By the same token, though, the clock was also ticking for Harvath. He desperately needed information and, like it or not, his best option was to try to cut a deal. As Vella had correctly pointed out, he had been given an opportunity. He needed to make sure he did everything he could to take advantage of it.

Working together, he and Vella set up the room exactly the way he wanted it. The conversation would still be videotaped, but he didn’t want it done under the harsh glare of the halogen lights. Harvath wanted to sit across from the Russian in order to read him. Vella’s machines were one thing, but Harvath put his ultimate confidence in how he felt in his gut and what he could see with his own two eyes.

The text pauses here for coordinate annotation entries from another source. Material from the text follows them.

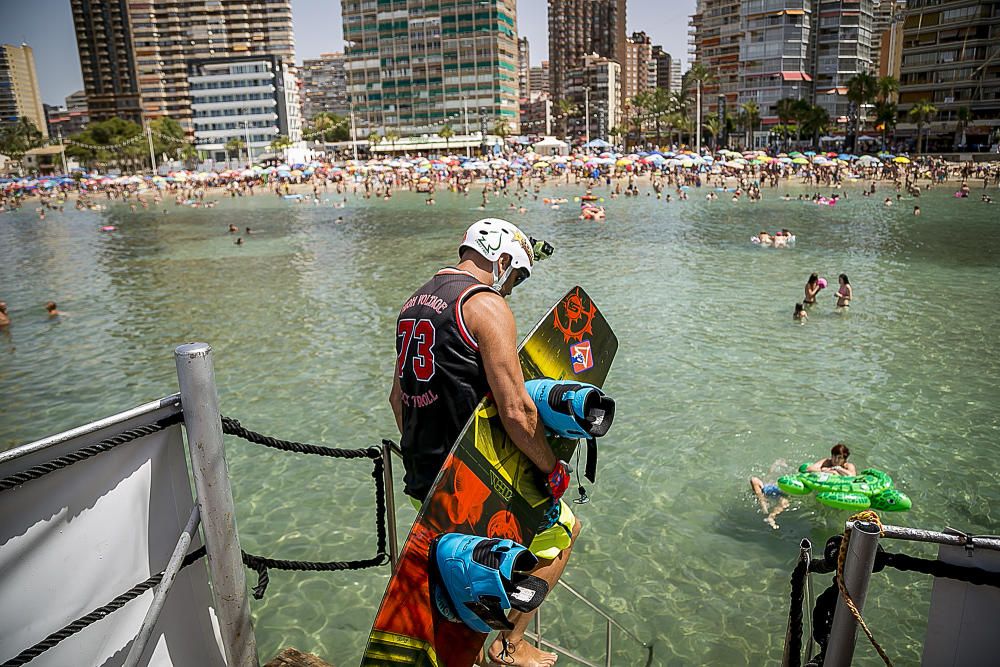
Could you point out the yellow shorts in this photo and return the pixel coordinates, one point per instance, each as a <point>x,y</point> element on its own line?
<point>549,543</point>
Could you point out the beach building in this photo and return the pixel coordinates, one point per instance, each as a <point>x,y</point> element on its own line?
<point>842,48</point>
<point>413,67</point>
<point>523,68</point>
<point>539,79</point>
<point>637,65</point>
<point>715,41</point>
<point>774,54</point>
<point>595,89</point>
<point>20,96</point>
<point>253,99</point>
<point>951,58</point>
<point>135,53</point>
<point>324,85</point>
<point>578,28</point>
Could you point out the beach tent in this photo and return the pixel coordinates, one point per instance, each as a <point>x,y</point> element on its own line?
<point>551,146</point>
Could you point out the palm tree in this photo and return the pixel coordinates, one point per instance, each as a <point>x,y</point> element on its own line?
<point>234,145</point>
<point>751,116</point>
<point>861,90</point>
<point>920,113</point>
<point>964,116</point>
<point>698,76</point>
<point>887,88</point>
<point>815,121</point>
<point>885,115</point>
<point>446,133</point>
<point>714,128</point>
<point>660,103</point>
<point>566,109</point>
<point>785,109</point>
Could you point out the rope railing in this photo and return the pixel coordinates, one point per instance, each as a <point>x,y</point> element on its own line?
<point>260,564</point>
<point>827,600</point>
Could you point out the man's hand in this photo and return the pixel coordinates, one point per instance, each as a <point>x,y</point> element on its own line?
<point>557,481</point>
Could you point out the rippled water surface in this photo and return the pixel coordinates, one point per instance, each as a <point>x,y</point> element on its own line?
<point>714,383</point>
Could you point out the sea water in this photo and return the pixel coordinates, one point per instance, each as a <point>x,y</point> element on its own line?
<point>714,383</point>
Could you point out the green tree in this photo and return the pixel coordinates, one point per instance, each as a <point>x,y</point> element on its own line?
<point>886,113</point>
<point>814,122</point>
<point>327,126</point>
<point>887,88</point>
<point>750,113</point>
<point>446,133</point>
<point>696,79</point>
<point>785,108</point>
<point>861,90</point>
<point>235,145</point>
<point>962,122</point>
<point>713,126</point>
<point>20,137</point>
<point>566,110</point>
<point>280,144</point>
<point>392,137</point>
<point>920,113</point>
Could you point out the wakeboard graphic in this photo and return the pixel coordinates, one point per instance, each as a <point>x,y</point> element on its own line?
<point>486,487</point>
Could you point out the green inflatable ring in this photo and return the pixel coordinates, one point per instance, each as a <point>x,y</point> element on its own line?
<point>871,488</point>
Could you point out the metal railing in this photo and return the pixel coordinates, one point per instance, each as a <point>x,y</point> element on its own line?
<point>389,448</point>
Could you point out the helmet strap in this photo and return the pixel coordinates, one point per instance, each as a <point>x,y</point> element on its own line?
<point>499,281</point>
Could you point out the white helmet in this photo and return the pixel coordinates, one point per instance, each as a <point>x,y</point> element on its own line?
<point>492,238</point>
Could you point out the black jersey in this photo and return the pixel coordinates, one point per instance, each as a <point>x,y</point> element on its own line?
<point>440,374</point>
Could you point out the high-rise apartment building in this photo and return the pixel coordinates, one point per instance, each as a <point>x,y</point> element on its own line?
<point>716,40</point>
<point>842,48</point>
<point>268,104</point>
<point>663,66</point>
<point>774,54</point>
<point>636,66</point>
<point>324,85</point>
<point>135,53</point>
<point>412,66</point>
<point>578,28</point>
<point>594,88</point>
<point>20,96</point>
<point>107,58</point>
<point>523,69</point>
<point>951,57</point>
<point>539,77</point>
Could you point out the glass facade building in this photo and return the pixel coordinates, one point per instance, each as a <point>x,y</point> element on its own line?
<point>414,65</point>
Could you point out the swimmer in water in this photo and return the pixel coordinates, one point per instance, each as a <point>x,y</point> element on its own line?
<point>800,313</point>
<point>764,491</point>
<point>845,292</point>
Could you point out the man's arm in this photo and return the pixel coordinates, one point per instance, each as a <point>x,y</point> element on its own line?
<point>492,324</point>
<point>396,400</point>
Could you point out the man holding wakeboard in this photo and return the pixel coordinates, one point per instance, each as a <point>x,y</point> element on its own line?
<point>456,340</point>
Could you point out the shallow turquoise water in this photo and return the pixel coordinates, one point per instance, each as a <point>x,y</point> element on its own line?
<point>713,379</point>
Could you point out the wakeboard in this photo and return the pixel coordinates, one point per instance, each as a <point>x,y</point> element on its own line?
<point>486,487</point>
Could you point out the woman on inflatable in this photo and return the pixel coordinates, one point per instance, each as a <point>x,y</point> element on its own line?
<point>836,463</point>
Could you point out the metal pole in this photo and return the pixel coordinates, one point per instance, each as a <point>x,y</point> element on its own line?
<point>857,573</point>
<point>203,424</point>
<point>354,134</point>
<point>160,596</point>
<point>805,552</point>
<point>390,502</point>
<point>697,122</point>
<point>607,643</point>
<point>149,137</point>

He called upstairs to Staelin and asked him to brew him some coffee and to bring it down along with some bottled water for their captive.

Kuznetsov, being Russian, might also want a smoke. Harvath knew that Vella used cigarettes as incentives with detainees and sure enough, the man had brought along several packs. He placed one on the table along with a small box of matches.

When everything was exactly as he wanted, Harvath walked over to Kuznetsov and removed his hood.